Этот проникновенный призыв к восстанию хорошо отражает непокорный характер Махно в возрасте двадцати трех лет, характер, который не изменится и в будущем. Тюрьма, жестокое обращение, каторга - ничто не смогло сломить раскаленную добела волю молодого революционера. Он утвердился в своих убеждениях, вспоминал рассказы матери, запомнившиеся с детства о былой жизни свободных общин запорожских казаков.
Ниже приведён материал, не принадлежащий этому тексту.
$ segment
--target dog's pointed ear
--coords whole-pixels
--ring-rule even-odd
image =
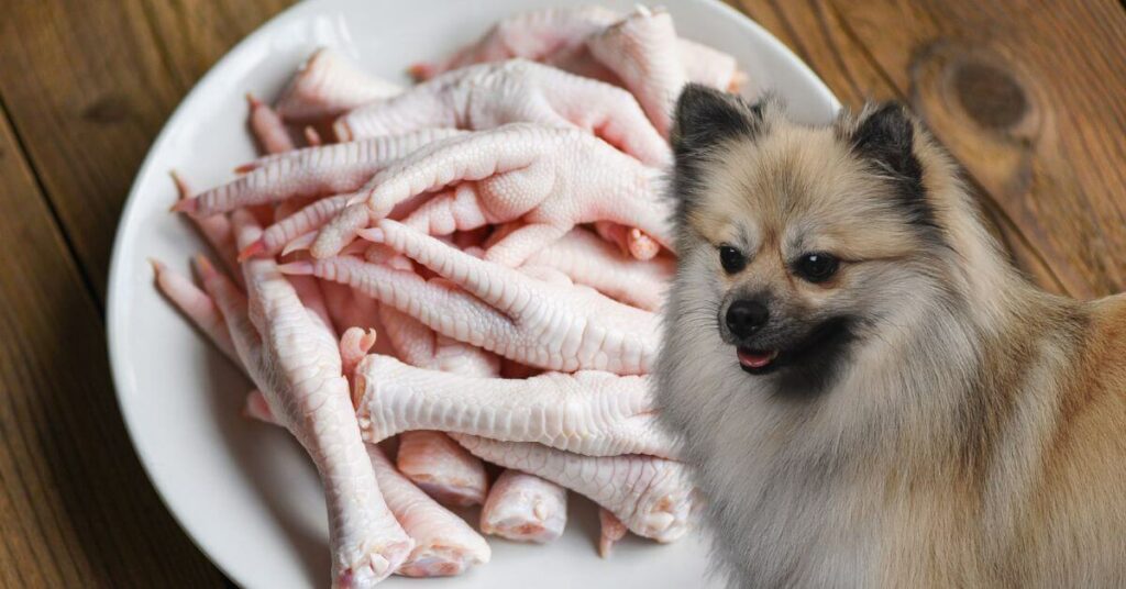
[[[914,153],[915,123],[899,102],[869,107],[850,137],[852,151],[885,172],[921,182],[922,168]]]
[[[927,202],[922,164],[915,153],[915,135],[923,133],[911,113],[899,102],[870,106],[849,136],[852,152],[872,162],[895,184],[900,204],[912,223],[933,225]]]
[[[678,159],[699,154],[729,139],[753,137],[761,124],[762,102],[750,105],[735,95],[689,83],[677,99],[672,150]]]

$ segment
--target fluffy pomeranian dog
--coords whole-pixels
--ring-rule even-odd
[[[731,586],[1126,586],[1126,297],[1026,282],[900,106],[674,118],[658,395]]]

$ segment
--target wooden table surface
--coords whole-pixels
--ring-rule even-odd
[[[106,270],[164,119],[285,0],[10,0],[0,20],[0,586],[223,586],[117,410]],[[659,3],[659,2],[658,2]],[[1126,9],[733,2],[851,107],[904,100],[1051,291],[1126,289]],[[158,343],[158,342],[154,342]]]

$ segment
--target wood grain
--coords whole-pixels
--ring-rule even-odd
[[[185,93],[285,0],[5,5],[0,97],[99,301],[114,227]]]
[[[831,0],[1064,289],[1126,289],[1126,10]]]
[[[0,586],[220,586],[133,454],[98,307],[2,108],[0,209]]]
[[[896,84],[870,53],[870,39],[858,36],[830,0],[741,0],[735,6],[808,63],[846,107],[857,109],[866,100],[910,102],[909,89]],[[973,176],[967,181],[1012,261],[1042,287],[1067,293],[1056,269],[989,190]]]

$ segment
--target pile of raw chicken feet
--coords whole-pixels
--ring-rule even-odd
[[[734,60],[663,10],[581,8],[411,73],[320,50],[272,107],[250,97],[266,154],[207,190],[176,177],[221,264],[154,261],[160,289],[316,465],[336,587],[459,574],[481,533],[551,542],[568,490],[601,506],[604,555],[678,538],[696,498],[646,376],[670,108],[688,81],[735,89]],[[444,507],[470,505],[481,533]]]

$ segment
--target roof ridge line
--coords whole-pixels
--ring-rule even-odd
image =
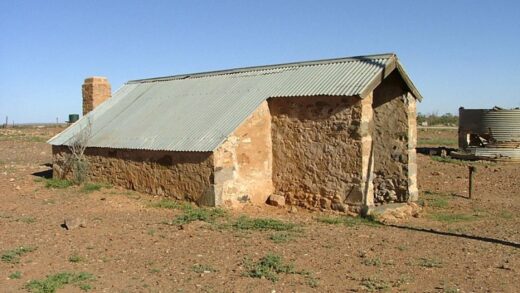
[[[252,72],[252,71],[263,71],[263,70],[276,69],[276,68],[312,66],[312,65],[357,61],[357,60],[363,60],[363,59],[379,59],[379,58],[392,58],[392,57],[397,58],[397,55],[395,53],[382,53],[382,54],[361,55],[361,56],[351,56],[351,57],[318,59],[318,60],[309,60],[309,61],[297,61],[297,62],[279,63],[279,64],[261,65],[261,66],[237,67],[237,68],[231,68],[231,69],[203,71],[203,72],[196,72],[196,73],[189,73],[189,74],[177,74],[177,75],[163,76],[163,77],[135,79],[135,80],[129,80],[128,82],[126,82],[126,84],[159,82],[159,81],[178,80],[178,79],[193,78],[193,77],[208,77],[208,76],[236,74],[236,73]]]

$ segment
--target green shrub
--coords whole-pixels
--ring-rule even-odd
[[[11,280],[20,279],[21,277],[22,277],[22,273],[18,272],[18,271],[9,275],[9,279],[11,279]]]
[[[249,218],[240,216],[234,223],[233,228],[238,230],[259,230],[259,231],[291,231],[297,226],[293,223],[287,223],[276,219],[267,218]]]
[[[187,206],[184,208],[184,213],[177,216],[173,223],[177,225],[188,224],[193,221],[202,221],[213,223],[216,219],[222,218],[226,215],[226,211],[219,208],[199,208]]]
[[[256,263],[246,260],[245,267],[247,269],[246,275],[248,277],[265,278],[271,282],[278,281],[278,274],[280,273],[297,273],[292,264],[284,264],[282,257],[276,254],[268,254]]]
[[[47,179],[45,187],[47,188],[67,188],[72,186],[72,181],[58,178]]]
[[[81,290],[88,291],[92,288],[88,282],[95,279],[94,275],[90,273],[62,272],[47,276],[43,280],[32,280],[27,283],[26,288],[34,293],[54,293],[56,290],[70,284],[77,285]]]
[[[88,182],[88,183],[83,184],[83,186],[81,187],[81,191],[88,193],[88,192],[98,191],[98,190],[101,190],[102,188],[109,188],[109,187],[110,187],[110,185],[104,184],[104,183]]]

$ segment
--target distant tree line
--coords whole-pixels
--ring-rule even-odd
[[[446,125],[446,126],[457,126],[459,125],[459,116],[455,116],[451,113],[446,113],[439,115],[438,113],[430,113],[430,114],[417,114],[417,123],[419,125],[426,124],[428,126],[432,125]]]

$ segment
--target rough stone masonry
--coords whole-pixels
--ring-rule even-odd
[[[87,78],[84,114],[110,97]],[[209,206],[289,205],[360,212],[417,199],[415,98],[397,71],[365,96],[275,97],[261,103],[213,152],[87,148],[88,177]],[[54,174],[70,178],[66,146]]]

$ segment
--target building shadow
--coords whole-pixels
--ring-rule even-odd
[[[52,164],[51,163],[46,163],[46,164],[43,164],[42,166],[49,167],[49,169],[43,170],[43,171],[34,172],[31,175],[36,176],[36,177],[40,177],[40,178],[44,178],[44,179],[51,179],[52,178]]]
[[[397,229],[423,232],[423,233],[429,233],[429,234],[435,234],[435,235],[450,236],[450,237],[465,238],[465,239],[477,240],[477,241],[482,241],[482,242],[487,242],[487,243],[501,244],[501,245],[510,246],[510,247],[514,247],[514,248],[520,248],[520,243],[502,240],[502,239],[496,239],[496,238],[490,238],[490,237],[484,237],[484,236],[476,236],[476,235],[468,235],[468,234],[462,234],[462,233],[445,232],[445,231],[439,231],[439,230],[435,230],[435,229],[401,226],[401,225],[395,225],[395,224],[384,224],[384,225],[388,226],[388,227],[397,228]]]

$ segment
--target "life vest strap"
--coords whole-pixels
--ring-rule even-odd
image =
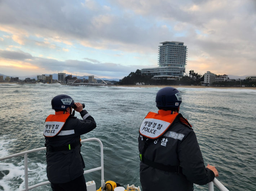
[[[74,143],[72,143],[66,145],[61,146],[56,146],[53,147],[51,146],[48,146],[46,147],[46,150],[47,152],[58,152],[59,151],[63,151],[65,150],[68,150],[72,149],[75,149],[78,145],[80,145],[80,141],[78,141]]]
[[[182,168],[180,166],[164,165],[149,160],[144,157],[142,162],[148,166],[164,171],[175,173],[182,173]]]
[[[148,139],[146,139],[145,137],[143,137],[143,141],[144,142],[144,148],[142,153],[140,153],[140,159],[141,161],[145,164],[148,166],[150,167],[156,168],[158,170],[160,170],[168,172],[174,172],[175,173],[182,173],[182,168],[179,166],[171,166],[170,165],[165,165],[160,163],[156,163],[149,160],[144,157],[144,154],[146,152],[146,150],[147,148],[147,146],[149,143],[148,141],[151,141]]]

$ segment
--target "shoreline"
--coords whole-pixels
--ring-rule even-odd
[[[214,86],[208,86],[206,87],[203,85],[118,85],[115,86],[120,87],[137,87],[137,88],[163,88],[165,87],[173,87],[178,88],[215,88],[215,89],[255,89],[256,90],[256,87],[215,87]]]
[[[15,82],[0,82],[0,84],[17,84],[20,85],[21,84],[19,83]],[[116,87],[127,87],[131,88],[163,88],[165,87],[173,87],[178,88],[214,88],[219,89],[255,89],[256,90],[256,87],[215,87],[208,86],[206,87],[203,85],[108,85],[107,86],[115,86]]]

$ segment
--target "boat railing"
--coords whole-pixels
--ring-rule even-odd
[[[103,164],[103,145],[101,140],[97,138],[89,138],[86,139],[83,139],[81,141],[81,143],[83,143],[85,142],[88,142],[91,141],[98,141],[100,145],[101,146],[101,166],[94,168],[92,168],[89,170],[87,170],[84,172],[84,174],[87,174],[89,172],[96,171],[97,171],[101,170],[101,187],[104,188],[105,186],[105,183],[104,180],[104,167]],[[6,159],[9,159],[13,157],[16,157],[22,155],[24,155],[24,171],[25,171],[25,177],[24,182],[25,188],[20,191],[27,191],[30,190],[50,183],[49,181],[41,182],[38,184],[36,184],[30,186],[28,186],[28,160],[27,160],[27,154],[34,153],[34,152],[37,152],[41,150],[46,150],[46,147],[41,147],[41,148],[38,148],[34,149],[26,150],[18,153],[11,154],[5,157],[0,157],[0,161]],[[209,191],[214,191],[214,188],[213,187],[213,184],[215,185],[216,186],[219,188],[221,191],[229,191],[226,188],[220,181],[219,181],[216,178],[215,178],[212,182],[209,182],[208,183],[208,188]]]
[[[97,171],[101,170],[101,186],[102,187],[104,187],[105,186],[105,183],[104,180],[104,167],[103,164],[103,145],[101,140],[97,138],[90,138],[86,139],[83,139],[81,141],[81,143],[84,143],[85,142],[88,142],[91,141],[98,141],[101,146],[101,166],[95,168],[93,168],[89,170],[85,171],[84,172],[84,174],[87,174],[89,172],[96,171]],[[30,190],[31,190],[41,186],[46,185],[49,184],[50,183],[49,181],[40,182],[38,184],[36,184],[30,186],[28,186],[28,160],[27,160],[27,154],[34,153],[34,152],[37,152],[41,150],[46,150],[46,147],[41,147],[41,148],[38,148],[34,149],[26,150],[23,152],[21,152],[18,153],[11,154],[3,157],[0,157],[0,161],[6,159],[10,159],[13,157],[16,157],[21,156],[22,155],[24,155],[24,170],[25,171],[25,177],[24,177],[24,183],[25,185],[25,188],[21,190],[20,191],[27,191]]]

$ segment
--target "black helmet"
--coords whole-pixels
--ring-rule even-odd
[[[157,92],[155,102],[158,107],[178,107],[182,102],[181,94],[174,88],[165,87]]]
[[[72,106],[74,102],[72,98],[67,95],[59,95],[52,99],[52,109],[66,111]]]

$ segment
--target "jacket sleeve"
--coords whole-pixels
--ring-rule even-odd
[[[82,120],[77,120],[75,129],[75,134],[79,135],[89,132],[96,127],[96,123],[93,118],[85,110],[80,112]]]
[[[214,173],[206,168],[195,132],[192,131],[178,148],[178,154],[182,172],[193,183],[205,185],[214,179]]]

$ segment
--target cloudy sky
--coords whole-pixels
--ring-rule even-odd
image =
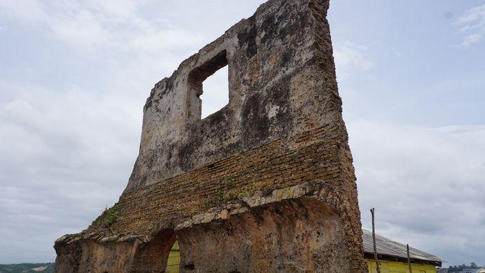
[[[153,85],[263,1],[0,1],[0,263],[53,261],[113,204]],[[374,206],[378,233],[485,266],[485,3],[334,0],[329,20],[363,226]]]

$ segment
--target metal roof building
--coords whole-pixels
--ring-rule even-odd
[[[374,251],[372,243],[372,232],[366,229],[362,229],[362,233],[364,256],[367,258],[368,262],[370,261],[373,261]],[[376,247],[377,249],[378,258],[380,261],[407,263],[406,245],[405,244],[401,244],[400,243],[376,234]],[[411,258],[411,263],[412,264],[441,267],[441,263],[445,261],[434,255],[411,247],[409,247],[409,257]],[[369,263],[369,265],[371,265],[371,264],[372,263]],[[371,270],[369,270],[369,272]]]

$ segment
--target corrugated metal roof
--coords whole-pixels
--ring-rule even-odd
[[[374,253],[373,244],[372,243],[372,232],[362,229],[362,240],[364,241],[364,252]],[[389,255],[395,257],[407,258],[406,245],[395,242],[384,236],[376,234],[376,248],[378,254]],[[435,262],[444,262],[440,258],[429,253],[409,247],[409,257],[411,258],[431,261]]]

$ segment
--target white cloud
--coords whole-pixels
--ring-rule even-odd
[[[463,33],[461,43],[458,46],[466,48],[479,43],[485,35],[485,5],[467,11],[458,18],[456,24]]]
[[[7,1],[0,3],[0,15],[19,24],[47,26],[45,35],[89,50],[162,51],[206,42],[201,33],[179,26],[149,21],[139,12],[147,2]]]
[[[377,232],[452,263],[485,263],[485,125],[360,121],[349,130],[364,227],[373,206]]]
[[[333,55],[337,67],[337,78],[346,79],[355,71],[367,71],[375,64],[365,55],[367,46],[356,45],[351,41],[334,42]]]

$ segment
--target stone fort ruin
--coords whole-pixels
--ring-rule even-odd
[[[175,240],[184,272],[366,272],[328,8],[270,0],[157,83],[125,190],[56,240],[55,272],[164,272]]]

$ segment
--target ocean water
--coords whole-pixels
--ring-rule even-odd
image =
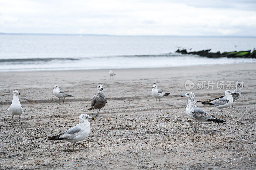
[[[0,34],[0,72],[164,67],[256,63],[175,53],[253,50],[256,38]]]

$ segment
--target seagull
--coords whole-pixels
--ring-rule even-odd
[[[243,85],[241,85],[241,84],[240,83],[237,83],[237,84],[236,85],[236,89],[234,91],[232,92],[232,93],[234,93],[235,94],[231,94],[232,95],[232,97],[233,98],[233,101],[234,102],[235,100],[236,100],[240,98],[240,96],[241,95],[241,88],[242,87],[244,87],[244,86]],[[215,99],[220,99],[220,98],[222,98],[225,97],[225,96],[220,96],[220,97],[218,97],[217,98],[215,98],[214,99],[214,100]],[[232,103],[232,107],[233,107],[233,103]],[[230,106],[229,106],[230,107]]]
[[[225,96],[224,97],[215,99],[213,100],[208,100],[206,101],[198,101],[198,103],[203,105],[213,105],[214,108],[221,109],[221,116],[222,117],[226,117],[227,116],[223,115],[222,109],[227,108],[230,107],[233,103],[233,98],[232,94],[235,94],[230,90],[227,90],[225,91]]]
[[[113,72],[113,69],[110,69],[110,70],[109,71],[109,72],[108,73],[108,74],[109,74],[109,75],[110,75],[110,79],[111,79],[111,77],[112,77],[113,78],[113,79],[114,79],[114,76],[116,75],[116,74],[114,74],[114,72]]]
[[[20,100],[19,100],[18,95],[20,94],[17,90],[14,90],[12,92],[12,95],[13,97],[12,98],[12,102],[11,104],[10,108],[7,109],[9,111],[12,115],[12,122],[11,125],[12,124],[12,120],[13,119],[13,116],[19,115],[19,122],[20,123],[20,115],[22,114],[23,110],[22,107],[20,103]]]
[[[164,92],[164,91],[160,89],[157,89],[157,86],[156,85],[153,85],[153,88],[152,89],[152,91],[151,92],[151,94],[153,97],[156,98],[156,104],[157,104],[157,99],[159,99],[159,102],[158,104],[160,103],[160,98],[162,98],[164,96],[168,96],[170,93]]]
[[[99,113],[100,109],[102,108],[107,104],[108,99],[104,95],[103,91],[103,85],[99,85],[97,86],[98,91],[96,95],[93,96],[91,99],[91,108],[88,109],[89,110],[96,109],[98,114],[96,116],[99,117]],[[99,111],[98,109],[99,109]]]
[[[89,119],[94,119],[86,114],[82,114],[79,116],[79,123],[68,129],[66,132],[55,136],[46,138],[49,140],[66,140],[73,142],[73,152],[75,148],[75,144],[80,144],[84,148],[84,144],[79,142],[83,140],[89,135],[91,131],[91,124]]]
[[[188,92],[186,94],[181,96],[182,97],[186,97],[188,98],[188,105],[186,108],[186,113],[190,118],[196,121],[196,127],[195,132],[196,131],[196,123],[198,123],[198,131],[200,131],[199,129],[200,123],[206,122],[212,122],[218,123],[223,123],[227,124],[223,122],[226,121],[216,118],[214,116],[207,113],[196,106],[195,100],[195,94],[192,92]]]
[[[60,103],[60,99],[61,99],[63,100],[63,103],[64,103],[64,100],[65,100],[65,98],[67,97],[73,97],[72,95],[69,95],[65,93],[64,91],[62,91],[60,89],[59,89],[59,86],[57,85],[55,85],[53,87],[53,94],[55,96],[59,98],[59,103]]]

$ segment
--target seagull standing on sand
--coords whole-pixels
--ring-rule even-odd
[[[160,103],[160,98],[162,98],[164,96],[168,96],[170,93],[164,92],[164,91],[160,89],[157,89],[157,86],[156,85],[153,85],[153,88],[152,88],[152,91],[151,92],[151,94],[153,97],[156,98],[156,104],[157,104],[157,99],[159,99],[159,102],[158,104]]]
[[[62,91],[60,89],[59,89],[59,86],[57,85],[55,85],[53,87],[53,94],[55,96],[59,98],[59,103],[60,103],[60,99],[61,99],[63,100],[63,103],[64,103],[64,100],[65,100],[65,98],[67,97],[73,97],[72,95],[69,95],[65,93],[64,91]]]
[[[75,144],[80,144],[84,148],[85,146],[79,142],[83,140],[89,135],[91,131],[91,124],[89,119],[94,119],[86,114],[82,114],[79,116],[79,124],[68,129],[66,132],[59,135],[47,137],[49,140],[66,140],[73,142],[73,152]]]
[[[20,123],[20,115],[22,114],[23,110],[22,107],[20,103],[20,100],[19,100],[18,95],[20,95],[19,92],[17,90],[14,90],[12,92],[12,95],[13,96],[12,98],[12,102],[11,104],[10,108],[7,109],[9,111],[12,115],[12,122],[11,125],[12,124],[12,120],[13,119],[13,116],[19,116],[19,122]]]
[[[228,90],[225,91],[225,96],[224,97],[217,99],[213,100],[208,100],[206,101],[198,101],[198,103],[203,105],[213,105],[214,108],[221,109],[221,116],[222,117],[228,117],[223,115],[222,109],[230,107],[233,103],[233,98],[232,94],[234,93]]]
[[[195,131],[196,130],[196,123],[198,123],[198,131],[200,131],[199,129],[200,123],[206,122],[212,122],[218,123],[223,123],[227,124],[222,122],[226,121],[215,118],[206,112],[196,106],[195,100],[195,94],[192,92],[188,92],[186,94],[181,96],[188,98],[188,105],[186,108],[186,113],[188,117],[196,121],[196,127]]]
[[[88,110],[92,110],[96,109],[98,114],[96,116],[99,117],[99,114],[100,113],[100,109],[104,107],[107,104],[108,99],[104,94],[102,85],[99,85],[97,86],[97,88],[98,90],[97,93],[92,98],[91,108]]]
[[[109,71],[109,72],[108,73],[108,74],[109,74],[109,75],[110,75],[110,79],[111,79],[111,77],[112,77],[113,78],[113,79],[114,79],[114,76],[116,75],[116,74],[114,74],[113,69],[110,69],[110,70]]]
[[[232,94],[231,94],[233,98],[233,102],[234,101],[240,98],[240,96],[241,95],[241,88],[242,87],[244,87],[244,86],[241,85],[241,84],[240,83],[238,83],[236,85],[236,89],[235,90],[232,92],[232,93],[234,93]],[[221,96],[220,97],[215,98],[214,99],[220,99],[220,98],[224,97],[225,96]],[[233,103],[232,103],[232,107],[233,107]],[[230,107],[230,106],[229,106],[229,107]]]

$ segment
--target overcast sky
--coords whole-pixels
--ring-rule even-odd
[[[256,0],[0,0],[0,32],[256,36]]]

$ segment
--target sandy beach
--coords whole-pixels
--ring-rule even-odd
[[[256,64],[115,69],[113,80],[109,71],[0,73],[0,169],[256,168]],[[188,80],[193,89],[185,89]],[[180,96],[191,91],[203,101],[223,95],[225,89],[207,89],[208,81],[243,81],[241,97],[223,109],[225,118],[220,109],[198,103],[227,124],[202,123],[195,133]],[[196,89],[199,81],[206,82],[205,89]],[[170,93],[158,105],[154,83]],[[88,109],[100,84],[108,103],[90,121],[91,133],[81,141],[87,148],[76,144],[73,152],[71,143],[46,139],[78,124],[81,114],[97,115]],[[55,85],[74,97],[58,105]],[[14,90],[23,113],[11,126],[7,109]]]

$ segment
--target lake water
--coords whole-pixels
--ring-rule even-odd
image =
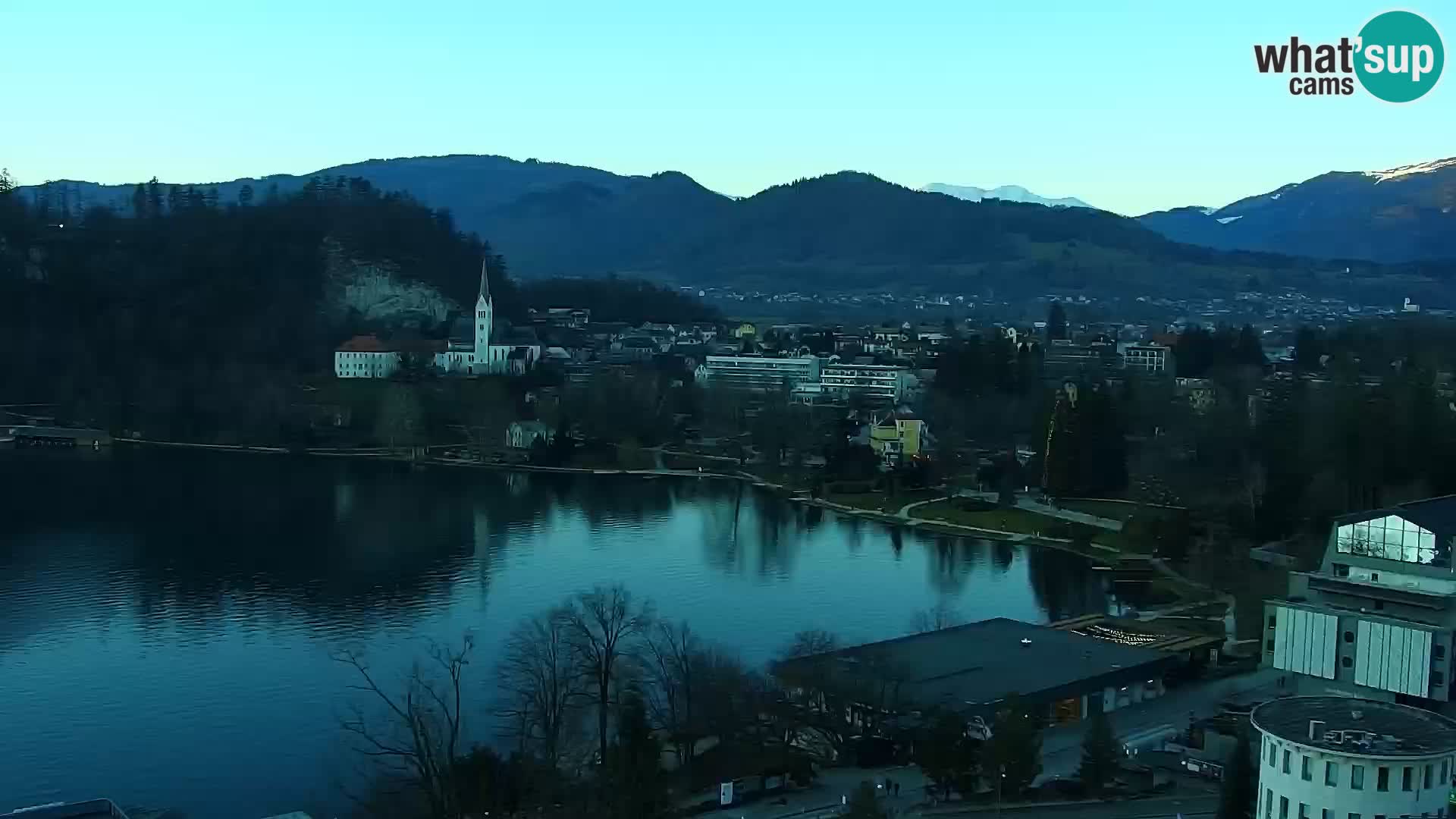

Он не подозревал еще, что «вскоре наступит день, когда он почувствует себя их прямым потомком и будет вдохновляться этим, чтобы вложить свой вклад в свободное возрождение своей страны».

Хотя Махно оставался противником всякого национального сепаратизма, он интересовался идеями своих украинских соотечественников. Война 1914 года разделила узников на два лагеря: патриотов и интернационалистов. Махно, естественно, примкнул к последним, несмотря на позицию Кропоткина, поддерживавшего союз западных стран. Он констатировал все больше и больше вредность любой государственной системы и патриотические и шовинистические заблуждения, которые она влечет за собой.

Наконец, в феврале 1917 года грянула революция, открылись ворота тюрем, однако не без трудностей, поскольку некоторые новые ответственные работники хотели просеять заключенных, якобы, отделяя «уголовников» от «политических». Махно, избавившийся от кандалов, еще нетвердо стоял на ногах некоторое время, настолько он потерял чувство равновесия из-за цепей, ставших привычными за восемь лет. Он зарегистрировался в городском совете Москвы, затем с бумагой, удостоверяющей его личность в соответствие с законом, нашел приют в бывшем госпитале. Ему посоветовали поехать лечить больные легкие в Крым. Однако он интуитивно чувствовал, что «только буря сможет его вылечить», и у него была единственная забота - броситься всем существом в революционный ураган. Он устанавливает связи с московскими анархистскими активистами и принимает вместе с ними участие во всерусской манифестации трудящихся.

Сначала он намеревался окончательно устроиться в Москве и только по настоянию матери и товарищей по гуляйпольской анархистской коммунистической группе, которые засыпали его телеграммами, он решил вернуться на родину. То, что он не спешил возвращаться в родные места внешне парадоксально, но объясняется ожиданием решающих событий в Москве. Как бы там ни было, он сел в поезд и после двухдневного путешествия встретился со своими близкими.

1 Мать Махно обратилась к губернатору, но маловероятно, чтобы ее вмешательство смогло повлиять на помилование сына. Несомненно, его несовершеннолетие стало причиной отмены смертной казни: впрочем, его случаи не был единственным помилованием по той же причине в эти годы после репрессий.

2 Призыв, появившийся в русском анархистском журнале, издаваемом в Соединенных Штатах. Пробуждение. Детройт, USA. № 50-51, сентябрь-октябрь 1934.